# Tanqueray Rangpur



## Sandman (Mar 26, 2006)

You guys have got to try this stuff to believe it. Even if your not a fan of gin give this a try. So smooth you can just drink it on the rocks.

Here is a link to a review, and I whole heartedly agree.

http://www.liquorsnob.com/archives/2006/08/guest_review_tanqueray_rangpur_gin.php


----------



## pnoon (Jun 8, 2005)

That will be MY next buy, for sure!


----------



## mtb996 (Apr 5, 2006)

Interesting. I'll have to grab some next time I'm at the ABC store. I've been meaning to convert back to gin after a long scotch hiatus. My wallet is looking forward to the switch as well.

thanks,
Mike


----------



## Hoplophile (Feb 2, 2007)

Time to shop for gin soon, I'll want to be ready for Spring. Gonna put this on the list, thanks.


----------



## erab (Sep 22, 2006)

Thanks for this heads-up.

I absolutely _love_ Tanqueray No Ten... I'll have to give this a shot.


----------



## volfan (Jul 15, 2006)

erab said:


> Thanks for this heads-up.
> 
> I absolutely _love_ Tanqueray No Ten... I'll have to give this a shot.

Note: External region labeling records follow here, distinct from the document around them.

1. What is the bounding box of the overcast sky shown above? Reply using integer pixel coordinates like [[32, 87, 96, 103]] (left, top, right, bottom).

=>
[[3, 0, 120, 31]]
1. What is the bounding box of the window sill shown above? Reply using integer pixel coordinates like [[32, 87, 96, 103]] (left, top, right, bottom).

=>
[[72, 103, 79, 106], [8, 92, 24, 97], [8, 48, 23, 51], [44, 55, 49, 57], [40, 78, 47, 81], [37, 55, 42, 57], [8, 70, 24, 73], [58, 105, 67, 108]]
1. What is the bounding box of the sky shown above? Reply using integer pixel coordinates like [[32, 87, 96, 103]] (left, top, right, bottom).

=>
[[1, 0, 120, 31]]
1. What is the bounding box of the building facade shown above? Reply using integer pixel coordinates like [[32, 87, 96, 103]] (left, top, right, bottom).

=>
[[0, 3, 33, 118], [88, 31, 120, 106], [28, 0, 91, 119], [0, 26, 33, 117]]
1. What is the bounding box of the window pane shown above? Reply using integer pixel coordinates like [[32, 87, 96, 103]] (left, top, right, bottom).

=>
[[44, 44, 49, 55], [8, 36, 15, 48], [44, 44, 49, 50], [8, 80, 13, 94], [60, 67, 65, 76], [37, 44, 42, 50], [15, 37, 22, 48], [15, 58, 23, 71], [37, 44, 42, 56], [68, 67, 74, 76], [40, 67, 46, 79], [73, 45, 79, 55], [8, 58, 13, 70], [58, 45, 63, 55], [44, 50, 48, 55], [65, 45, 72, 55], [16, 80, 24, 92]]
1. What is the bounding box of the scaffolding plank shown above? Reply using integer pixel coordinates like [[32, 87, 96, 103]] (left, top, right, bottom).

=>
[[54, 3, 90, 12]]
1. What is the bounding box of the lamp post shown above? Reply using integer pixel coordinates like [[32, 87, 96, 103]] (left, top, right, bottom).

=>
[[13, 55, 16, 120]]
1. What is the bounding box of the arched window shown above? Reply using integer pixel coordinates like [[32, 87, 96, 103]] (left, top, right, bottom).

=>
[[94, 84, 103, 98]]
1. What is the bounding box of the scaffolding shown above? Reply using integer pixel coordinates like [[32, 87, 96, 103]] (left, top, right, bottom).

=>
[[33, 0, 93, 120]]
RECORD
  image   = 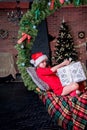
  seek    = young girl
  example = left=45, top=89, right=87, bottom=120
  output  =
left=30, top=52, right=79, bottom=96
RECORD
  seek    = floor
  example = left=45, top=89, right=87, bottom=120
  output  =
left=0, top=81, right=63, bottom=130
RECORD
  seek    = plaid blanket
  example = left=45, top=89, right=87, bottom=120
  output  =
left=40, top=92, right=87, bottom=130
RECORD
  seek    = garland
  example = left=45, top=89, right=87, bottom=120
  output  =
left=16, top=0, right=87, bottom=90
left=0, top=29, right=8, bottom=39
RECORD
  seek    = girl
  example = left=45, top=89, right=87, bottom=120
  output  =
left=30, top=52, right=79, bottom=96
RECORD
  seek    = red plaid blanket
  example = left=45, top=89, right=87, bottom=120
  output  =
left=40, top=92, right=87, bottom=130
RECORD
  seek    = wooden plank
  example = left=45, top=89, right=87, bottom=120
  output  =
left=0, top=2, right=29, bottom=9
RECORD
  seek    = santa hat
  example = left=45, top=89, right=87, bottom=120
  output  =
left=30, top=52, right=48, bottom=67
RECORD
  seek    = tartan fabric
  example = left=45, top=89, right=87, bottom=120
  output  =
left=40, top=92, right=87, bottom=130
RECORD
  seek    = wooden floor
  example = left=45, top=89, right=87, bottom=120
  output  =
left=0, top=82, right=62, bottom=130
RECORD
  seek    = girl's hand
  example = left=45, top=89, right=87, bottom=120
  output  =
left=63, top=59, right=70, bottom=65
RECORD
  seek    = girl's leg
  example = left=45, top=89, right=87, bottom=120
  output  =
left=61, top=83, right=79, bottom=95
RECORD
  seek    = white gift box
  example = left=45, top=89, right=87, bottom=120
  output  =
left=57, top=61, right=86, bottom=86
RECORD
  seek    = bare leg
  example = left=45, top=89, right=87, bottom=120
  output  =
left=61, top=83, right=79, bottom=96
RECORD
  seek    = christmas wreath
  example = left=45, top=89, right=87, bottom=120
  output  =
left=16, top=0, right=87, bottom=90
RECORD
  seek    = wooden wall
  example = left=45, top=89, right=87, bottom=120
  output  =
left=0, top=3, right=87, bottom=72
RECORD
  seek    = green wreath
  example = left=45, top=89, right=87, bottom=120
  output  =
left=16, top=0, right=86, bottom=90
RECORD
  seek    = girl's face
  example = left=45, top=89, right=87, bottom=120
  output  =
left=38, top=60, right=47, bottom=68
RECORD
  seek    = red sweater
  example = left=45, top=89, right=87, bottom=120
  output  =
left=36, top=68, right=63, bottom=95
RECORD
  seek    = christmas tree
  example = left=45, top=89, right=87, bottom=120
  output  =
left=54, top=20, right=78, bottom=64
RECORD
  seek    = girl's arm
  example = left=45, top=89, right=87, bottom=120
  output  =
left=51, top=60, right=70, bottom=72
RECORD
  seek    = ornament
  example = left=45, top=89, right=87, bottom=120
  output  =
left=78, top=31, right=85, bottom=39
left=59, top=0, right=64, bottom=4
left=21, top=45, right=24, bottom=49
left=0, top=29, right=8, bottom=39
left=48, top=2, right=51, bottom=6
left=35, top=9, right=40, bottom=20
left=17, top=33, right=31, bottom=44
left=33, top=25, right=36, bottom=29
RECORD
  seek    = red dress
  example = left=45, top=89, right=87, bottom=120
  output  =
left=36, top=68, right=63, bottom=95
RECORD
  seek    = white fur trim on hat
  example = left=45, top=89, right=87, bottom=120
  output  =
left=30, top=55, right=48, bottom=67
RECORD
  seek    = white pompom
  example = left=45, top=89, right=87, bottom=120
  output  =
left=30, top=60, right=35, bottom=65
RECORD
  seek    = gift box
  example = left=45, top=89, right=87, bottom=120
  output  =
left=57, top=61, right=86, bottom=86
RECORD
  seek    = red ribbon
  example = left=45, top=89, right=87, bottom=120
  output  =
left=50, top=0, right=55, bottom=10
left=17, top=33, right=31, bottom=44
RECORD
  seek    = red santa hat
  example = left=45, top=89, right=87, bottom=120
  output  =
left=30, top=52, right=48, bottom=67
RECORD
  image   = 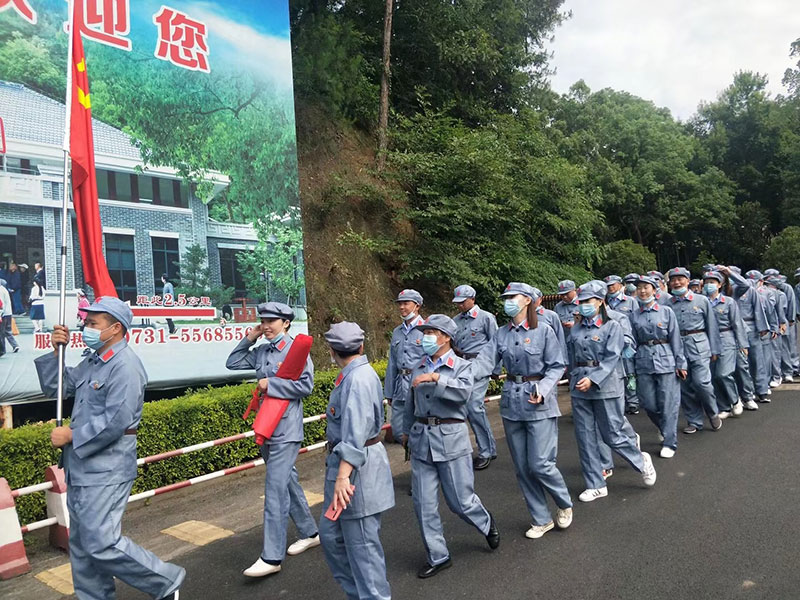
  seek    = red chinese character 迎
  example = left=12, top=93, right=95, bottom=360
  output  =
left=0, top=0, right=38, bottom=25
left=153, top=5, right=211, bottom=73
left=64, top=0, right=131, bottom=51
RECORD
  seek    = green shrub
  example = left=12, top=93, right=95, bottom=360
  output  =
left=0, top=361, right=386, bottom=523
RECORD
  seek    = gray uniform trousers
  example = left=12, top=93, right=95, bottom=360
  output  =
left=467, top=377, right=497, bottom=458
left=681, top=358, right=719, bottom=429
left=67, top=481, right=186, bottom=600
left=572, top=397, right=644, bottom=489
left=319, top=510, right=392, bottom=600
left=261, top=442, right=317, bottom=563
left=503, top=417, right=572, bottom=525
left=636, top=372, right=681, bottom=450
left=711, top=331, right=741, bottom=412
left=411, top=450, right=491, bottom=566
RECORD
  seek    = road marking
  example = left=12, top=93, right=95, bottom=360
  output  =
left=36, top=563, right=75, bottom=596
left=161, top=521, right=233, bottom=546
left=303, top=490, right=325, bottom=506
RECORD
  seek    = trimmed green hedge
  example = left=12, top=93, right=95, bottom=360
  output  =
left=0, top=361, right=386, bottom=523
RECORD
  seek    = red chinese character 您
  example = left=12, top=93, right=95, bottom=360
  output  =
left=153, top=5, right=211, bottom=73
left=64, top=0, right=131, bottom=51
left=0, top=0, right=38, bottom=25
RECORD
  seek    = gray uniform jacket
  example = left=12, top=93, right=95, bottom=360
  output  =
left=34, top=340, right=147, bottom=486
left=630, top=302, right=686, bottom=375
left=383, top=315, right=425, bottom=402
left=669, top=292, right=720, bottom=361
left=325, top=356, right=394, bottom=519
left=225, top=334, right=314, bottom=444
left=480, top=318, right=566, bottom=421
left=711, top=294, right=750, bottom=349
left=403, top=350, right=473, bottom=462
left=453, top=306, right=497, bottom=358
left=567, top=316, right=625, bottom=400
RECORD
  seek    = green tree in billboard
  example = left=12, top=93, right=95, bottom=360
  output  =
left=177, top=244, right=234, bottom=307
left=238, top=218, right=305, bottom=304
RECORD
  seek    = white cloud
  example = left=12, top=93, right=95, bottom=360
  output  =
left=549, top=0, right=800, bottom=119
left=187, top=2, right=292, bottom=88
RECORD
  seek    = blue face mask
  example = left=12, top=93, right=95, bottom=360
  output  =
left=83, top=325, right=113, bottom=350
left=503, top=298, right=522, bottom=319
left=422, top=334, right=441, bottom=356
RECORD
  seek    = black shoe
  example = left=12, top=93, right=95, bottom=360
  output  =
left=417, top=558, right=453, bottom=579
left=472, top=456, right=492, bottom=471
left=486, top=513, right=500, bottom=550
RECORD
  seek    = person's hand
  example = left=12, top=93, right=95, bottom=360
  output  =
left=411, top=373, right=439, bottom=387
left=333, top=477, right=355, bottom=510
left=50, top=427, right=72, bottom=448
left=247, top=323, right=264, bottom=342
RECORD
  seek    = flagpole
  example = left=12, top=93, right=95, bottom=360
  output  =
left=56, top=0, right=75, bottom=427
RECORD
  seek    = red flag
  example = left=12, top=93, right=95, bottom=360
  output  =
left=69, top=17, right=117, bottom=297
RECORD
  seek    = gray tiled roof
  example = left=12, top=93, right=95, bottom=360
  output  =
left=0, top=80, right=141, bottom=161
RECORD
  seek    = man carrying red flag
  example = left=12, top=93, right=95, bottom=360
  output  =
left=69, top=11, right=117, bottom=298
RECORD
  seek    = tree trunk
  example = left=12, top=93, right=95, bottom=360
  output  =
left=378, top=0, right=394, bottom=171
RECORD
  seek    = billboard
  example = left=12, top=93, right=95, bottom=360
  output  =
left=0, top=0, right=307, bottom=404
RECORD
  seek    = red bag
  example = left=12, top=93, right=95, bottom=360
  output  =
left=242, top=333, right=314, bottom=446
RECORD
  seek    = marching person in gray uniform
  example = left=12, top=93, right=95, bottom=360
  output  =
left=567, top=281, right=656, bottom=502
left=717, top=266, right=770, bottom=410
left=402, top=315, right=500, bottom=579
left=745, top=269, right=785, bottom=403
left=667, top=267, right=722, bottom=434
left=383, top=290, right=425, bottom=443
left=603, top=273, right=639, bottom=415
left=34, top=296, right=186, bottom=600
left=553, top=279, right=578, bottom=336
left=703, top=271, right=750, bottom=419
left=319, top=322, right=394, bottom=600
left=631, top=275, right=687, bottom=458
left=225, top=302, right=320, bottom=577
left=480, top=282, right=572, bottom=539
left=453, top=285, right=497, bottom=471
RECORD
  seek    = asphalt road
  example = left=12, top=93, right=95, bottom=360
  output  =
left=119, top=391, right=800, bottom=600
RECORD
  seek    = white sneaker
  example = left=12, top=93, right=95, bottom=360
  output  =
left=286, top=534, right=319, bottom=556
left=642, top=452, right=656, bottom=487
left=556, top=508, right=572, bottom=529
left=242, top=557, right=281, bottom=577
left=578, top=487, right=608, bottom=502
left=525, top=521, right=553, bottom=540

the distributor was showing it to the lady in the liquor store yesterday and it looked good. he said it was priced between regular tanq and ten and that it was already selling good. cool bottle too.

scottie


----------



## n3uka (Nov 13, 2006)

been wondering about it. Guess I will have to pick up a bottle.

thanks for the heads up


----------



## Darrell (Aug 12, 2007)

This stuff is delicious. I am a Gin fan already, but I am in love with the Tanqueray Rangpur. It has a smooth flavor with hints of lime, it does not have a strong juniper flavor like a lot of other Gin. I recommend it! 

:al


----------



## Guest (Aug 14, 2007)

To avoid watering this down, I keep my bottle in the freezer. Always freezing cold without the water from melting ice. Unique taste, and really smooth (but then again, I was already a big Tanqueray fan!)


----------



## Lynchmeister (Aug 6, 2007)

Also a gin fan. (Side note: anyone like Hendricks?)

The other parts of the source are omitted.